A diversidade de espécies também reduz a ameaça de pestes e enfermidades, ao diluir a disponibilidade de potenciais organismos receptores, e melhorar a fertilidade dos solos. Portanto, reduz a necessidade de herbicidas, pesticidas e fertilizantes, que são caros e prejudiciais para o meio ambiente. Também é importante para o aspecto nutricional da segurança alimentar.

A Organização das Nações Unidas para a Agricultura e a Alimentação (FAO) diz que no mundo são mais de um bilhão de pessoas que sofrem fome, três quartos das quais são pobres que vivem em áreas rurais de países em desenvolvimento. E a quantidade de maus nutridos por culpa de dietas de má qualidade é muito maior.

“Os agricultores pobres não têm reservas, e a biodiversidade é a principal ferramenta que possuem para lidar com o risco. Assim, é preciso olhar a diversificação agrícola com um enfoque muito diferente, que se baseie no uso da diversidade”, afirmou à IPS o diretor-geral da Bioversity International, Emile Frison.

“Há múltiplos benefícios que podem derivar disto, não apenas do ponto de vista de uma agricultura mais sustentável, mas também pelas vantagens de ter uma agricultura diversificada, que leve a uma dieta diversificada. Isto é essencial para a boa nutrição e a saúde, e está se convertendo em um problema extremamente importante em muitos países em desenvolvimento”, acrescentou.

Algo crucial é que a diversidade de cultivos também permite aos produtores ver quais plantas se adaptam melhor às condições climáticas variáveis, para fazer com que suas práticas evoluam junto aos impactos locais do efeito estufa. É por isto que reverter a perda de biodiversidade não é apenas um imperativo para os dois bilhões de habitantes de países pobres cujo sustento depende dos pequenos estabelecimentos agrícolas.
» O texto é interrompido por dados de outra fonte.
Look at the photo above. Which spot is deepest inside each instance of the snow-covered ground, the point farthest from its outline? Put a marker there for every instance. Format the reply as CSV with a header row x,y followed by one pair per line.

Embora a biodiversidade enfrente muitas ameaças, entre elas a urbanização, o desmatamento e a contaminação, é possível que os maiores vetores de sua redução sejam a modernização agrícola e a simplificação das dietas. Segundo a FAO, isto levou a uma situação em que uma dezena de espécies fornece 90% das proteínas animais consumidas no mundo, e apenas quatro variedades de cultivos proporcionam metade das calorias de origem vegetal incluídas na dieta humana.

Dessa forma, o fornecimento de alimentos das populações dos países ricos também está cada vez mais vulnerável, já que a agricultura tem menos recursos de adaptação aos desafios ambientais como a mudança climática e a escassez hídrica. “Os estudos mostram que, se continuarmos perdendo biodiversidade no mesmo ritmo de agora, até 2050 enfrentaremos um custo igual a 14 bilhões de euros”, disse Contiero.

A FAO estima que no último século se perdeu cerca de três quartos da diversidade genética dos cultivos agrícolas. Muitos crêem que chegou o momento de uma mudança radical no modo como se produz os alimentos. “Precisamos de um modelo agrícola diferente”, baseado na diversidade, afirmou Frison.

Kanayo Nwanze, presidente do Fundo Internacional de Desenvolvimento Agrícola, disse que “os pobres das áreas rurais e suas comunidades não só dependem da biodiversidade agrícola como também são importantes guardiões da mesma”.